Chacun de nous, aujourd’hui comme hier, est le fruit de son éducation, de son milieu culturel et des endroits dans lesquels il a vécu. Mais aujourd’hui plus qu’hier, nombreux sont ceux qui ont dans leur vie d’enfant, d’adolescent et de jeune adulte changé de pays, d’environnement, de paysage, de cadre culturel. Cette mutation affecte bien sûr ceux qui voyagent mais aussi ceux qui ouvrent les portes de leur esprit à des pratiques provenant d’autres cultures « sans quitter leur berceau ». On peut dire qu’à des degrés différents, cette mutation est partagée par tous. Pourtant, il semble le plus souvent que nombreux sont ceux qui s’ingénient à la fuir ou à la nier, comme si c’était moins le fait qu’elle existe que le fait de la reconnaître et de prendre conscience de ses effets qui les troublerait.

Les artistes participant à l’exposition Distances ont ceci de commun que par leurs expériences personnelles et leurs choix de vie, ils affrontent les yeux grands ouverts une mutation à la fois culturelle, mentale et psychique qui affecte chacun quelles que soient au fond ses origines. Ils ont choisi de ne pas avoir peur de ce qui leur arrive et sans pour autant se jeter les yeux fermés dans une aventure improbable, ils appréhendent cette mutation générale comme une expérience poétique. C’est le paradigme même de l’existence qui se transforme. Ils ont choisi d’en mesurer la teneur poétique ou plutôt de l’inventer, car tout est nouveau dans cette affaire, les lieux, les gens, les milieux, les cadres culturels. Oui, chacun d’eux fait face à cette étrangeté d’un monde qui semble ne pas savoir où il va et tente de répondre à ce qui le trouble en en inventant la poésie.

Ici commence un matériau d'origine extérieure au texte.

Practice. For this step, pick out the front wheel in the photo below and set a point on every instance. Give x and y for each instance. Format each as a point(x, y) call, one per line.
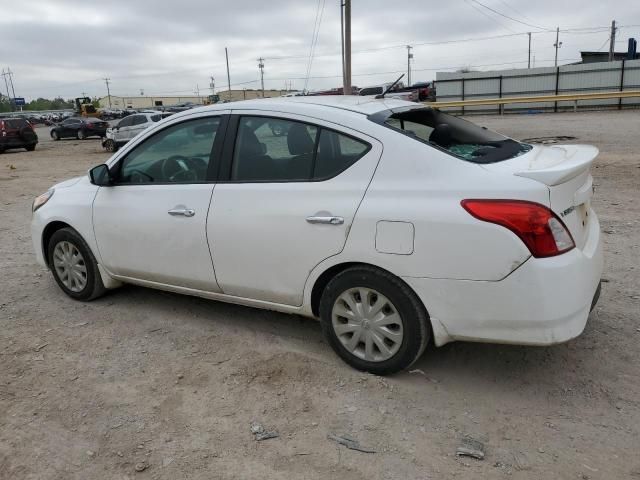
point(74, 267)
point(373, 320)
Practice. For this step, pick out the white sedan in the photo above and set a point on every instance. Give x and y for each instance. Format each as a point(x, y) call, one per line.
point(394, 223)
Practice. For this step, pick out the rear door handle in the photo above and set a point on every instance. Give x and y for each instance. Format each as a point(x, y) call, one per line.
point(328, 220)
point(185, 212)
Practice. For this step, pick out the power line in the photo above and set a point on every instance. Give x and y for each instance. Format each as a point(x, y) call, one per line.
point(517, 11)
point(468, 2)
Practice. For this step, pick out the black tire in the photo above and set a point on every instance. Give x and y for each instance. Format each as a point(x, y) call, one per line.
point(414, 317)
point(94, 287)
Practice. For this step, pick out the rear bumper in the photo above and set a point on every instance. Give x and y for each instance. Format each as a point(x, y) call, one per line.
point(543, 302)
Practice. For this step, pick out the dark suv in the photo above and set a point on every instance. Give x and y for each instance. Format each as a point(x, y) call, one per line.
point(17, 133)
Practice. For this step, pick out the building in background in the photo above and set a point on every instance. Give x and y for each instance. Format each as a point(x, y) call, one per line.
point(248, 94)
point(139, 102)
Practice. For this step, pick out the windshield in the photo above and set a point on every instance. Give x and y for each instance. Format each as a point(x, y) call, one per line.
point(455, 136)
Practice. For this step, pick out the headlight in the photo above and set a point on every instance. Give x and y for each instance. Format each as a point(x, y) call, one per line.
point(42, 199)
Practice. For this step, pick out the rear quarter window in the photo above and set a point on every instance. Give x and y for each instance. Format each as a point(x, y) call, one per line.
point(453, 135)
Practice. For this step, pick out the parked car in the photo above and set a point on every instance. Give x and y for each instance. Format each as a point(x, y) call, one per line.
point(17, 133)
point(129, 127)
point(392, 222)
point(398, 92)
point(80, 128)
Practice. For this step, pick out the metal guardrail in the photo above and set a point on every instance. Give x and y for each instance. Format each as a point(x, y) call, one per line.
point(538, 99)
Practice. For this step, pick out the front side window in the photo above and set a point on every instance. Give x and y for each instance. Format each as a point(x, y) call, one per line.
point(456, 136)
point(177, 154)
point(279, 150)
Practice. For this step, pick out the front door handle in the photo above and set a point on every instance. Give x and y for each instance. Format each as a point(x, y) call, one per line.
point(328, 220)
point(185, 212)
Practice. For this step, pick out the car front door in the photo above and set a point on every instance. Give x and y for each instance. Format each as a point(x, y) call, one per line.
point(285, 200)
point(151, 224)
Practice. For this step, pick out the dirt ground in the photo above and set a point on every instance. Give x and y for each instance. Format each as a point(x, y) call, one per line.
point(170, 384)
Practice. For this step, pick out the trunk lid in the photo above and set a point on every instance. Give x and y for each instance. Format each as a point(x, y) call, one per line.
point(566, 171)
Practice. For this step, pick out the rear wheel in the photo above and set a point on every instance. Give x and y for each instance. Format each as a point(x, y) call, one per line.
point(373, 320)
point(73, 265)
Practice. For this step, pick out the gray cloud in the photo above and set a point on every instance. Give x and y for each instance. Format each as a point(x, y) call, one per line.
point(66, 47)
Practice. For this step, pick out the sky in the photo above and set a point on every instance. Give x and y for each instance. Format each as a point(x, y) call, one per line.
point(67, 47)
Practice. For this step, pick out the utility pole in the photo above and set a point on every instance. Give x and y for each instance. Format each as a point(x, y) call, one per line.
point(106, 80)
point(226, 54)
point(261, 67)
point(347, 48)
point(558, 44)
point(409, 57)
point(612, 41)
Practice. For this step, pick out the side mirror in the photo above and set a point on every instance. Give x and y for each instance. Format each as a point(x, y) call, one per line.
point(101, 176)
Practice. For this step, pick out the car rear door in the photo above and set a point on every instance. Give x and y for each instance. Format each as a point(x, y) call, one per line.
point(121, 132)
point(285, 200)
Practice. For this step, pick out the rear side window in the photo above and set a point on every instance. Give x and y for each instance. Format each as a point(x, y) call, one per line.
point(16, 123)
point(455, 136)
point(278, 150)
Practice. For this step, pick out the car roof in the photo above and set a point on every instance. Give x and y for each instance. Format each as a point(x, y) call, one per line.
point(311, 103)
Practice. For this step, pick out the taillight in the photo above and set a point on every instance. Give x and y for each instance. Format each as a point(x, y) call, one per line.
point(539, 228)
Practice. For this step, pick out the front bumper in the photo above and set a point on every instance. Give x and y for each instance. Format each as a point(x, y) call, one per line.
point(543, 302)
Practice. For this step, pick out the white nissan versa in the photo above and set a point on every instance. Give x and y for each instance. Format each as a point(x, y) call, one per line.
point(392, 222)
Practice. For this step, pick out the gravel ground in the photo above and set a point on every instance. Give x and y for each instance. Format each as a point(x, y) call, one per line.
point(148, 384)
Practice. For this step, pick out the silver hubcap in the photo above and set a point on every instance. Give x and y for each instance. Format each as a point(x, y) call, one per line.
point(70, 266)
point(367, 324)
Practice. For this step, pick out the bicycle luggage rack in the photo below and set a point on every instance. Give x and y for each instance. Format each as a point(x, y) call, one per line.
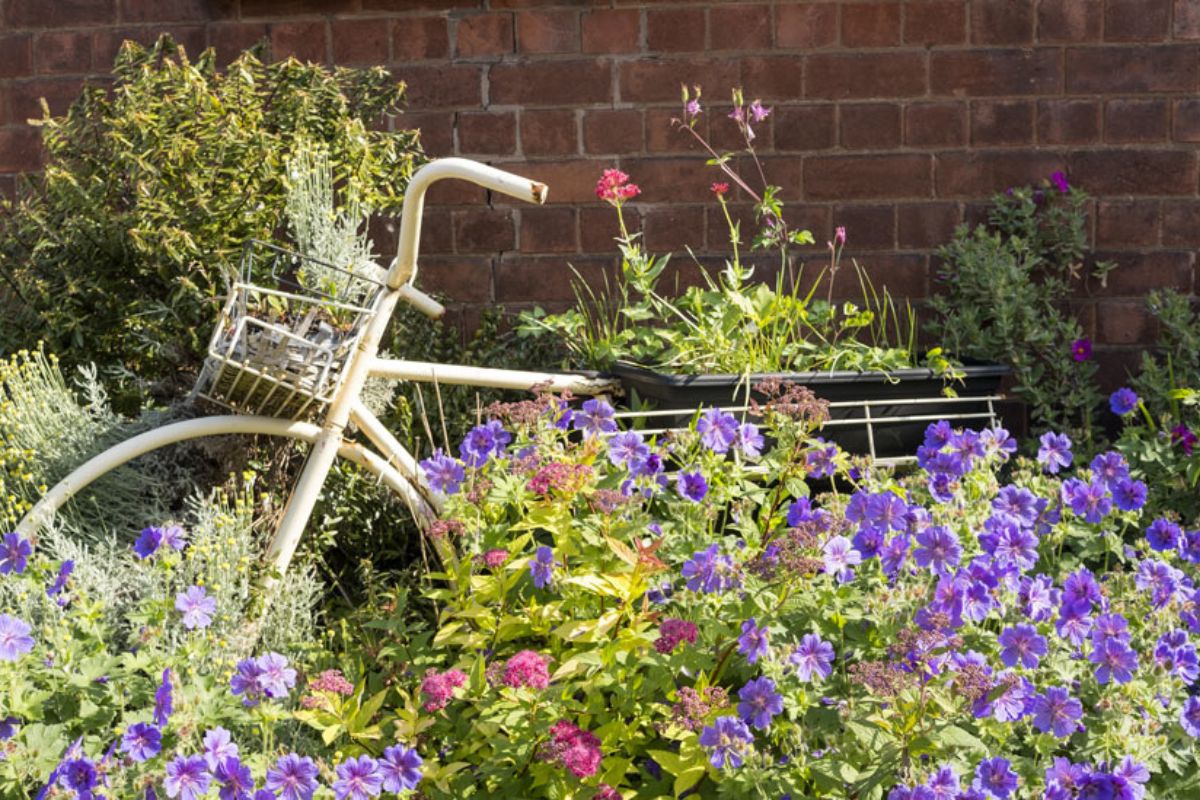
point(282, 352)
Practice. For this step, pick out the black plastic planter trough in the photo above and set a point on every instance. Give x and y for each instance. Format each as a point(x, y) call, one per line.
point(870, 413)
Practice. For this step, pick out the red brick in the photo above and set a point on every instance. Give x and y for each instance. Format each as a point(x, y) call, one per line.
point(492, 133)
point(983, 173)
point(1001, 22)
point(1125, 322)
point(923, 226)
point(1110, 70)
point(25, 97)
point(1137, 271)
point(870, 125)
point(549, 31)
point(807, 26)
point(16, 55)
point(549, 230)
point(599, 228)
point(612, 31)
point(1000, 122)
point(739, 28)
point(935, 22)
point(1137, 20)
point(304, 40)
point(773, 78)
point(870, 24)
point(552, 83)
point(171, 11)
point(935, 125)
point(61, 52)
point(483, 230)
point(675, 30)
point(612, 131)
point(1069, 20)
point(525, 278)
point(995, 72)
point(415, 38)
point(360, 42)
point(463, 278)
point(1135, 172)
point(804, 127)
point(549, 133)
point(834, 178)
point(867, 74)
point(1068, 121)
point(456, 85)
point(673, 228)
point(1181, 223)
point(436, 127)
point(1187, 120)
point(868, 227)
point(280, 8)
point(1127, 223)
point(21, 149)
point(1137, 120)
point(1187, 19)
point(231, 40)
point(655, 82)
point(483, 35)
point(59, 13)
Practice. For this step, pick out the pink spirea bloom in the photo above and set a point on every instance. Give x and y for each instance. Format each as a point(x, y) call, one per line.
point(527, 668)
point(438, 687)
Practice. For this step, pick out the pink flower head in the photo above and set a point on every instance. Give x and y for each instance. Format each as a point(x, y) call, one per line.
point(615, 187)
point(527, 668)
point(438, 687)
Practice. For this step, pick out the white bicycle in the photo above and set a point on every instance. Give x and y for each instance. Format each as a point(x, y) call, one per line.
point(293, 361)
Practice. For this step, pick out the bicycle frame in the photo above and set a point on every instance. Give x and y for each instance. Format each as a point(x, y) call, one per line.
point(396, 468)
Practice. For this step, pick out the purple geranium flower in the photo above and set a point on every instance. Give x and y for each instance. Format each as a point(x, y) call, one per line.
point(708, 571)
point(15, 552)
point(541, 567)
point(753, 643)
point(400, 768)
point(443, 473)
point(187, 777)
point(15, 638)
point(1021, 643)
point(1056, 711)
point(1055, 453)
point(294, 777)
point(760, 703)
point(595, 417)
point(691, 486)
point(358, 779)
point(729, 738)
point(142, 741)
point(1123, 401)
point(197, 607)
point(162, 701)
point(718, 431)
point(811, 657)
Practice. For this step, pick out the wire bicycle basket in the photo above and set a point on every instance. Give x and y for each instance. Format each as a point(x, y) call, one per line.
point(282, 349)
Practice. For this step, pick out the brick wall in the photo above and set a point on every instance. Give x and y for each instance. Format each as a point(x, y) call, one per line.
point(895, 119)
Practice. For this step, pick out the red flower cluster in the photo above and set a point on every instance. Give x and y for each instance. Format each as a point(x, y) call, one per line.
point(438, 687)
point(576, 750)
point(615, 187)
point(672, 632)
point(526, 668)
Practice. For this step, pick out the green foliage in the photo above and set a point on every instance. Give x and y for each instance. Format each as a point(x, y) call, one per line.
point(1003, 296)
point(117, 252)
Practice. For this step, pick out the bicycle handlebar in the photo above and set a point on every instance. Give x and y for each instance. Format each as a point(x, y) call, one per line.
point(403, 269)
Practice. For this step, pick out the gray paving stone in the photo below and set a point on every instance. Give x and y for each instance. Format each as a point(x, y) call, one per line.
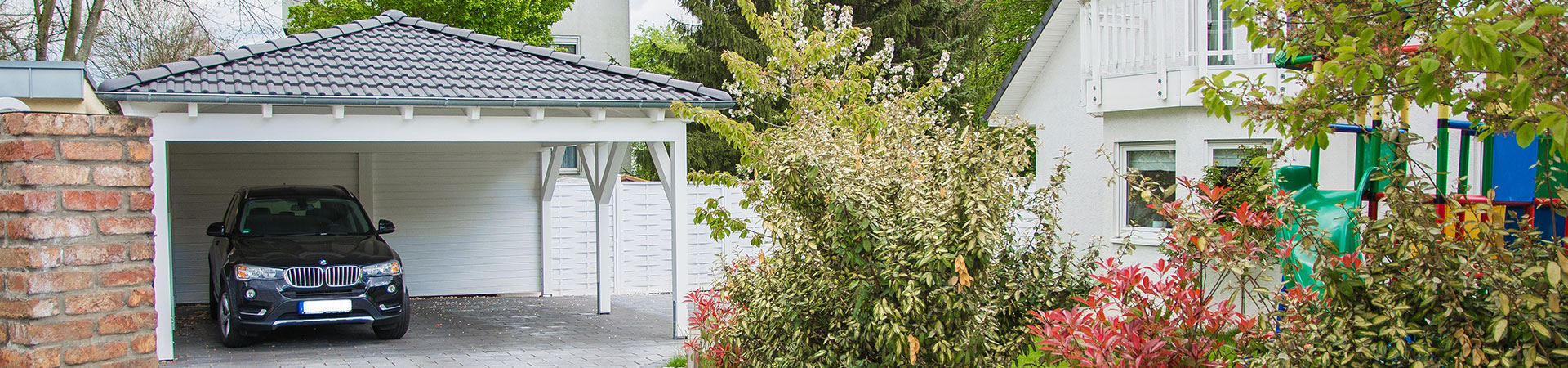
point(457, 332)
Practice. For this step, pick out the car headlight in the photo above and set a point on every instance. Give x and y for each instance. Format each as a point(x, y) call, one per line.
point(388, 267)
point(247, 272)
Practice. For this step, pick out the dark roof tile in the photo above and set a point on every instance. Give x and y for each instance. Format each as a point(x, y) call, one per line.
point(395, 56)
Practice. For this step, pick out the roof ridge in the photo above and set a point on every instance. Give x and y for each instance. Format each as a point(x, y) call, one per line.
point(394, 16)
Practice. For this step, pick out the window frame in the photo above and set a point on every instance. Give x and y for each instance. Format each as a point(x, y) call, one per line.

Autrefois forgée sur la base de l’héritage culturel, l’existence est aujourd’hui composée comme une sorte de tissu qui serait fait de nouveaux matériaux affectifs, culturels, mentaux, psychiques. Les artistes savent bien sûr plus que d’autres que la vie est faite d’imprévus, mais ils savent aussi qu’un destin est plus proche de la conduite d’un navire dans la tempête que du parcours d’un train.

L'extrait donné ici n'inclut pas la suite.